Would Twitter’s user model help combat email spam?

As Twitter grows, so the number of potential spammers to my daily tweet stream increases. Twitter’s user model is the saving factor in all of this ‘noise’. It prevents me from being overwhelmed and could have important advantages over existing legacy internet services like email. In this blog post I’ll look at whether other internet services like email could learn a lesson from the way Twitter connects its users.

My main Twitter stream is like an RSS reader; my Mentions stream is like my Email inbox and my Direct Messages are like my Instant Messenger service(s). I can reduce my RSS spam by subscribing to less feeds and I have direct control over my Instant Messenger communications.

The biggest culprit for unwanted communication in my life is Email and as a concept it’s not moved with the times to block this abuse of the internet and my time. With Twitter I can be @mentioned or replied to through use of my username in a tweet so anyone can get a message to me even if I don’t follow them. This is the equivalent of getting an email from a previously unknown source. Twitter, though, allows me to Block the sender at the first sign of trouble. Suddenly, I am no longer plagued by messages from this source and without them knowing.

Whilst the ability to not follow people or block them gives me apparent control, most Twitter users are aware of the quantity of fake Twitter accounts registered on a daily basis. By fake, I mean an account being used for other purposes than to send genuine micro-updates to the world.  My Twitter follower count peaks and troughs based on these fake phishing accounts trying to persuade me to follow links in their timeline just because they’ve done me the ‘honour’ of following me. And I’m sure for some, the vanity of this spam attempt works. However it does also mean that a newly registered fake account could still mention me in a tweet and I’d, once more, get the notification in my Mentions stream and I’d have to move to block it again. Cat and mouse once more.

Most Twitter fake accounts at the moment are passive. They list bad or spam URLs in their timeline and just follow other users. It won’t be long before they start to actively tweet those they follow to try and get users to click on a link, probably compressed by a URL Shortener service to obfuscate the spam or even malware destination.

Twitter does offer the Privacy option which will batten down the hatches so that only people you authorise can contact you.

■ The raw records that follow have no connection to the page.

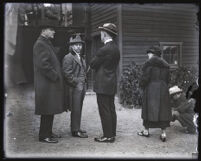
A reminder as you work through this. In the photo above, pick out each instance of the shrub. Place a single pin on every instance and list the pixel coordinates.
(183, 77)
(130, 92)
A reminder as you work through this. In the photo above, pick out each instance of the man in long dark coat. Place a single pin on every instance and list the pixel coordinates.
(48, 82)
(74, 70)
(105, 64)
(156, 110)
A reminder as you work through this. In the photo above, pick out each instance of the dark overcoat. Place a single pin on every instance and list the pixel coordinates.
(156, 105)
(105, 63)
(71, 67)
(48, 80)
(185, 108)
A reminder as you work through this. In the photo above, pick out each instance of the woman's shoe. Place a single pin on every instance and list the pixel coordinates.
(142, 133)
(163, 137)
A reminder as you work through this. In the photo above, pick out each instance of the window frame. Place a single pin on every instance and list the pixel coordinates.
(173, 66)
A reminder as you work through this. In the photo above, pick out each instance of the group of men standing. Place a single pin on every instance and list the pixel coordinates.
(51, 77)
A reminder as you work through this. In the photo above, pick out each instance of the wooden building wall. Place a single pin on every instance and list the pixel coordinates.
(100, 13)
(149, 24)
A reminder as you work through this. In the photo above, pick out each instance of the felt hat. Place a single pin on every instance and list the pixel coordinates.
(109, 27)
(174, 90)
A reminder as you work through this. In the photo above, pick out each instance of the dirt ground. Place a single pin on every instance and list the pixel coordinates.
(21, 127)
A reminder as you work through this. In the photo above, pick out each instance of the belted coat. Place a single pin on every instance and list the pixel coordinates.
(154, 81)
(73, 77)
(48, 80)
(105, 64)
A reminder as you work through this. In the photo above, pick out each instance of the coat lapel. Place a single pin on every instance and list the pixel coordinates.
(76, 59)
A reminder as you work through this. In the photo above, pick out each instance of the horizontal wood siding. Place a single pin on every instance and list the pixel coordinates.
(149, 24)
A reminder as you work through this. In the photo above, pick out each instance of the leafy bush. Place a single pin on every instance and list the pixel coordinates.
(183, 77)
(130, 92)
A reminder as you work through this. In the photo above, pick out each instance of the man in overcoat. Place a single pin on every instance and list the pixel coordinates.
(74, 71)
(48, 83)
(156, 110)
(105, 64)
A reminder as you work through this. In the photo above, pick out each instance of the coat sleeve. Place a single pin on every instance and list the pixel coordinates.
(145, 77)
(67, 67)
(98, 59)
(43, 62)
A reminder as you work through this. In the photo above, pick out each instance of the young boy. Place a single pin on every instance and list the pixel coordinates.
(183, 110)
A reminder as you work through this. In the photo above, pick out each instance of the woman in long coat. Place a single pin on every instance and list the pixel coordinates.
(156, 110)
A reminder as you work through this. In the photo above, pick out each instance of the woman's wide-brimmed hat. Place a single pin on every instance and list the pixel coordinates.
(75, 38)
(110, 28)
(155, 50)
(174, 90)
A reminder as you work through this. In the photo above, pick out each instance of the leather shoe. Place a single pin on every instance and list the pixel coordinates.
(82, 131)
(55, 136)
(48, 140)
(79, 134)
(105, 139)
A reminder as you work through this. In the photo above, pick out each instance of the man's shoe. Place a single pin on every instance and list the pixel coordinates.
(48, 140)
(82, 131)
(105, 139)
(55, 136)
(79, 134)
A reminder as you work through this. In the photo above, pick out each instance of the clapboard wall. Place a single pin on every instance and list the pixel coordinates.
(149, 24)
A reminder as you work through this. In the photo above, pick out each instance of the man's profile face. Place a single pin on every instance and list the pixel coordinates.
(102, 36)
(77, 47)
(49, 33)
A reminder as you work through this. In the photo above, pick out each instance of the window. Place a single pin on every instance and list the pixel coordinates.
(171, 52)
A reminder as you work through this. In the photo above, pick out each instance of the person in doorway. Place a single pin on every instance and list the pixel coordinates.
(183, 110)
(74, 71)
(105, 64)
(48, 83)
(156, 110)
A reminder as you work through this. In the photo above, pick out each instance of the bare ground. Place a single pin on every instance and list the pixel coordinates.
(21, 127)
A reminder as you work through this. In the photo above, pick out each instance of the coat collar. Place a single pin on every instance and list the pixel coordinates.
(77, 59)
(42, 38)
(157, 61)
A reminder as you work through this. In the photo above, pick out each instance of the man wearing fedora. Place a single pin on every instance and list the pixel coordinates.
(105, 64)
(48, 83)
(74, 71)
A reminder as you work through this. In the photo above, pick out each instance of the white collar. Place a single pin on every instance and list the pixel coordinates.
(108, 40)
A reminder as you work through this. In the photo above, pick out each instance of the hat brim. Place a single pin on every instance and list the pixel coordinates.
(107, 30)
(176, 93)
(47, 27)
(70, 43)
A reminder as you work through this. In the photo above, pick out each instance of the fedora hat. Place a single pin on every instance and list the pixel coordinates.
(75, 38)
(109, 27)
(47, 26)
(154, 50)
(174, 90)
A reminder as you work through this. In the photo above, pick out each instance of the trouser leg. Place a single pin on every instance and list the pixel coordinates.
(114, 116)
(46, 124)
(76, 110)
(104, 106)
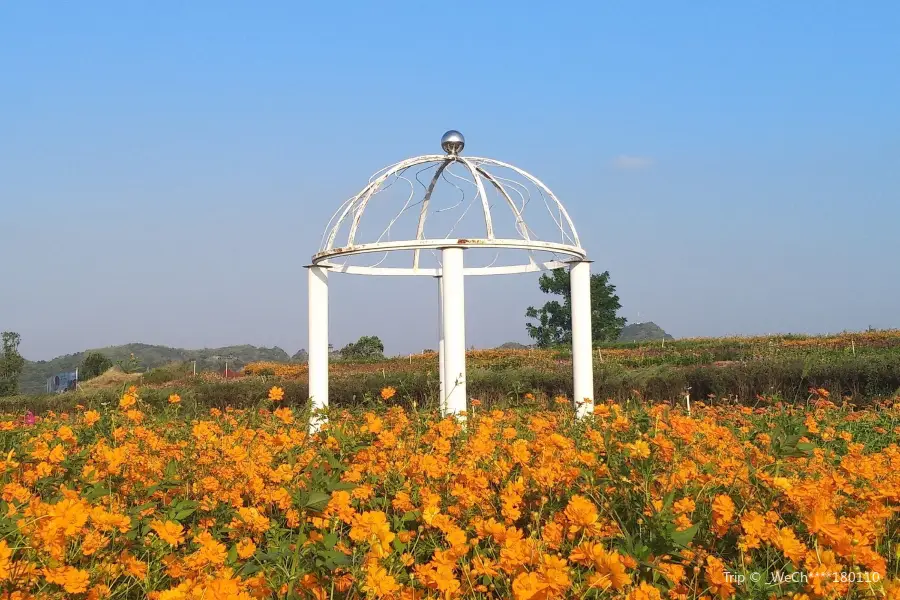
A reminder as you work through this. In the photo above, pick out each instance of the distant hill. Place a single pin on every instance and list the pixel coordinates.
(35, 374)
(643, 332)
(512, 346)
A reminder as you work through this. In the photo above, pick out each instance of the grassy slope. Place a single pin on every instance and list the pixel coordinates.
(35, 374)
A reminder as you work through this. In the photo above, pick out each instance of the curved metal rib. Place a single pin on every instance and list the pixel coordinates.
(420, 229)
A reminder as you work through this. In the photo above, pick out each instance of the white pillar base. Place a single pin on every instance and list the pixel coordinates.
(443, 390)
(318, 344)
(454, 329)
(582, 343)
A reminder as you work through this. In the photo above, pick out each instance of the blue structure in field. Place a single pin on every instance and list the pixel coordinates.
(62, 382)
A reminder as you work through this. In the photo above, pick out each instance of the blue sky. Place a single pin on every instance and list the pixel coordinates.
(166, 169)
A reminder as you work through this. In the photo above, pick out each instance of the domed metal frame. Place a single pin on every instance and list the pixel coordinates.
(451, 272)
(353, 210)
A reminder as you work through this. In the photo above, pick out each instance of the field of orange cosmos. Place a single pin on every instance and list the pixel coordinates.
(636, 502)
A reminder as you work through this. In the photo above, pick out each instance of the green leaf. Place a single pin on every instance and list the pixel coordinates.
(335, 558)
(683, 538)
(329, 540)
(316, 500)
(97, 491)
(184, 514)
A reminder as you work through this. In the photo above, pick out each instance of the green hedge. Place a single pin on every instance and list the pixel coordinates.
(860, 378)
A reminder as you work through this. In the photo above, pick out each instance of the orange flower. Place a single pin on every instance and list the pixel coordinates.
(379, 583)
(639, 449)
(5, 555)
(74, 581)
(581, 513)
(170, 532)
(723, 513)
(246, 548)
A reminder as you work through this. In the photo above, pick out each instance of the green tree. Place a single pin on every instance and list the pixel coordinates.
(11, 364)
(94, 364)
(366, 347)
(554, 319)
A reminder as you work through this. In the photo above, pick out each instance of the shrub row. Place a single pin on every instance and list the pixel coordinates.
(860, 378)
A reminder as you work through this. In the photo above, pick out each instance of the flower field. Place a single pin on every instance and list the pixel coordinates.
(636, 501)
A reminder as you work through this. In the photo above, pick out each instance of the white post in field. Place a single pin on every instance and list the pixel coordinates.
(454, 329)
(443, 390)
(582, 362)
(318, 342)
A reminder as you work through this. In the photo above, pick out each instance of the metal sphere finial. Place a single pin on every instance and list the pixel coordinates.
(453, 142)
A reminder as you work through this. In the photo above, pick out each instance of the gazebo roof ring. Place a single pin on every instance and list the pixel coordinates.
(352, 211)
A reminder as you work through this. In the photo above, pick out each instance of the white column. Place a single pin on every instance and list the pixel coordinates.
(454, 327)
(318, 341)
(582, 350)
(443, 391)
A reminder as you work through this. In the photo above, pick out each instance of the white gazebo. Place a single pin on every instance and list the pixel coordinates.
(499, 190)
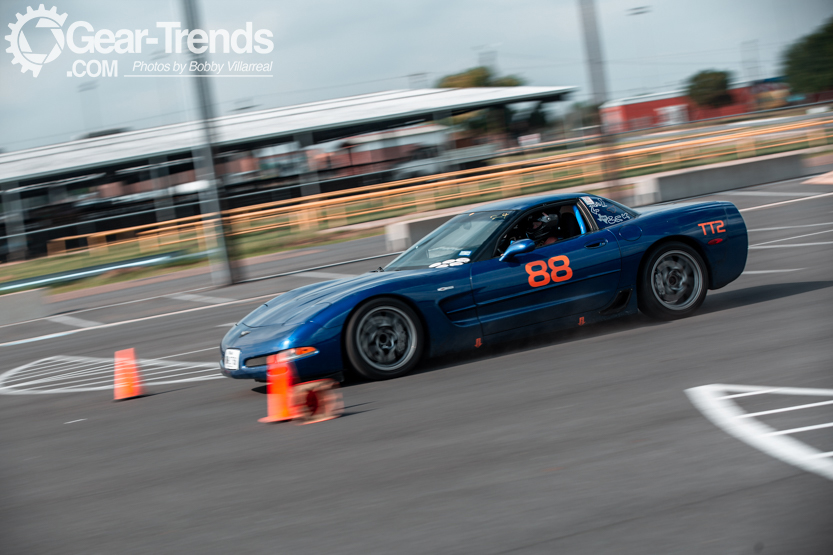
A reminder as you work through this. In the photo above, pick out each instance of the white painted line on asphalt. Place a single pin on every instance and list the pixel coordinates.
(215, 348)
(791, 246)
(133, 321)
(325, 275)
(755, 272)
(765, 194)
(725, 414)
(69, 374)
(750, 393)
(103, 307)
(795, 237)
(786, 409)
(199, 298)
(784, 202)
(802, 429)
(73, 322)
(786, 227)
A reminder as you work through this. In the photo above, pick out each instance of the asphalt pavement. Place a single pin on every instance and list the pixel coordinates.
(579, 442)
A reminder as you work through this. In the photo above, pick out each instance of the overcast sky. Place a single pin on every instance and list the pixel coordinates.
(333, 48)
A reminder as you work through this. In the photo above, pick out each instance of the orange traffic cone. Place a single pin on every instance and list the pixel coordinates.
(317, 401)
(279, 389)
(127, 380)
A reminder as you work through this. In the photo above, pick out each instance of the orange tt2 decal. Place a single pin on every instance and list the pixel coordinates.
(717, 224)
(555, 269)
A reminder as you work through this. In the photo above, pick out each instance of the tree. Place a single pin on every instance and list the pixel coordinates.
(710, 89)
(477, 77)
(808, 63)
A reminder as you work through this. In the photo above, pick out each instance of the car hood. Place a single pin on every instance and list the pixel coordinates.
(303, 304)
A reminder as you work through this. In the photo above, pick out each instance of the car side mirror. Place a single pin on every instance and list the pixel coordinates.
(516, 248)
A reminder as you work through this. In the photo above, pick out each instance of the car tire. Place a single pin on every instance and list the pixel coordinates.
(673, 282)
(384, 339)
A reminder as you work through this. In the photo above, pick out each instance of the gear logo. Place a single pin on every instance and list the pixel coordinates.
(20, 49)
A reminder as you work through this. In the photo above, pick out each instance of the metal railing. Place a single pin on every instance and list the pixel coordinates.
(337, 209)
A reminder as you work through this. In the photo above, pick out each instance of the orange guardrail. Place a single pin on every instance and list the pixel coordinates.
(335, 209)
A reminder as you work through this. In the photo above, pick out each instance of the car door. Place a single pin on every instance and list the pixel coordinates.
(572, 276)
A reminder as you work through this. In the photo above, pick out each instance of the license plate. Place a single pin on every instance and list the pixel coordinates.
(232, 360)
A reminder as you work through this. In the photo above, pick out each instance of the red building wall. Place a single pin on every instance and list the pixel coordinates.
(638, 115)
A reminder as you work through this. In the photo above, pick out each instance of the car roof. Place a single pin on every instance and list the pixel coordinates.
(522, 203)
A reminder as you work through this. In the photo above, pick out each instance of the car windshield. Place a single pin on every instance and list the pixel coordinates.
(452, 244)
(606, 212)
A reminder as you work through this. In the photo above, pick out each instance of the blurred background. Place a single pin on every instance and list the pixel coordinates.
(369, 111)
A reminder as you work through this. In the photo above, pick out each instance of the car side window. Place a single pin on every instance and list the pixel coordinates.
(545, 226)
(606, 212)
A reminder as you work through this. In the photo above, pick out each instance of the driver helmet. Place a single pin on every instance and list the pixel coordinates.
(541, 227)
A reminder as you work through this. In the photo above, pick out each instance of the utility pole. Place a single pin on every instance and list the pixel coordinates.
(598, 82)
(221, 269)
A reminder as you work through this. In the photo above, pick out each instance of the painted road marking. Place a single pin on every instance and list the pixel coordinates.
(755, 272)
(102, 307)
(765, 194)
(803, 429)
(795, 237)
(325, 275)
(791, 246)
(713, 401)
(73, 322)
(786, 409)
(199, 298)
(133, 321)
(784, 202)
(786, 227)
(215, 348)
(69, 374)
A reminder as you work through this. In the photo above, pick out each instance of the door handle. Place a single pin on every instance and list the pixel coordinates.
(596, 245)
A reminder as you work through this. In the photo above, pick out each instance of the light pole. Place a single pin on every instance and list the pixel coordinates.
(598, 81)
(642, 10)
(222, 272)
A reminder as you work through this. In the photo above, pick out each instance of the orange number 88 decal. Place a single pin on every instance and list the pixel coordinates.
(555, 269)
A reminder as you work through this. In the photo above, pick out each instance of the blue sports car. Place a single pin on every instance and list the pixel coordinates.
(511, 268)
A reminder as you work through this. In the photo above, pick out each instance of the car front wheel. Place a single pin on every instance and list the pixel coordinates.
(673, 282)
(384, 339)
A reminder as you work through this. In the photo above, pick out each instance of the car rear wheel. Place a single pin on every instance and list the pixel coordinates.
(384, 339)
(673, 282)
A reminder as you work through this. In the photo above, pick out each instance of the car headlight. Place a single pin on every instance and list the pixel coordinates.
(289, 356)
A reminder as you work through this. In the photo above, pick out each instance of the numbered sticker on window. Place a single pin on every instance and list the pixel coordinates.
(554, 270)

This does have the desired effect of blocking all but validated users but does turn you into an island limiting your communications. Which as an email replacement isn’t exactly useful.

Compared to the ‘open door’ policy of email, without some additional junk mail service running on our behalf, the Twitter subscription model does take us a step closer to reducing spam.

The eternal question of how you verify that a newly registered account is a real person will always be difficult to find a solution to. We need to take steps to put us, as the consumer, in charge of what we receive.

If Twitter’s user model was applied to email, could you see it reducing your spam traffic? As service providers are running out of bandwidth and we might face being charged on data quantity downloaded isn’t it about time we fixed email to stop the large slice of the world’s traffic being wasted on spam?

Your thoughts, as ever, gratefully received in open discussion.

(Of course, we’d need to lift the 140 character limit to make it a true replacement, unless we simply link to our email text in Google Docs or some online source. )

2 thoughts on “Would Twitter’s user model help combat email spam?”

  1. You might take a look at TrulyMail (TrulyMail.com). They have an email replacement similar to what you describe. For example, you mention the ‘Privacy’ option which will ‘batten down the hatches’ but, as you mention, this prevents new people from contacting you – which is less than ideal.

    TrulyMail handles this differently. Anyone can contact you (if they can find you by your TrulyMail address or if you publish your TrulyMail profile) but they can only contact you with one very short, plain text invitation. If you accept the invitation then you can send full messages to each other. Report the invitation as spam and watch the account be dealt with appropriately so all users can benefit from one flagging someone as a spammer.

    TrulyMail also deals with other things that email does not but you can read about that for yourself. I use it all the time and love it.

    One last point: Twitter is really designed for broadcasting, which is not what email is. Yes, email can be used to send notices (and newsletters) to large numbers of people but I would argue it is more a one-to-one or one-to-few tool. It is not a one-to-millions. Twitter does what it does. I certainly would not consider it an email replacement. Still, it’s a good article. Thanks for writing it.

    1. Thanks for taking the time to comment. An invitation-based email system does address some of the flaws with the email system at the moment, so thanks for posting the link.
      I accept your point that Twitter is a fire-and-forget broadcast medium; a shout into the dark if you will (especially if you have no followers!). Email ‘should’ be used for one-to-one or one-to-few however it is the way that email spam has grown to crowd our daily information-driven lives that means we should spend more time investigating alternative ways to reduce the noise and only get communications which matter.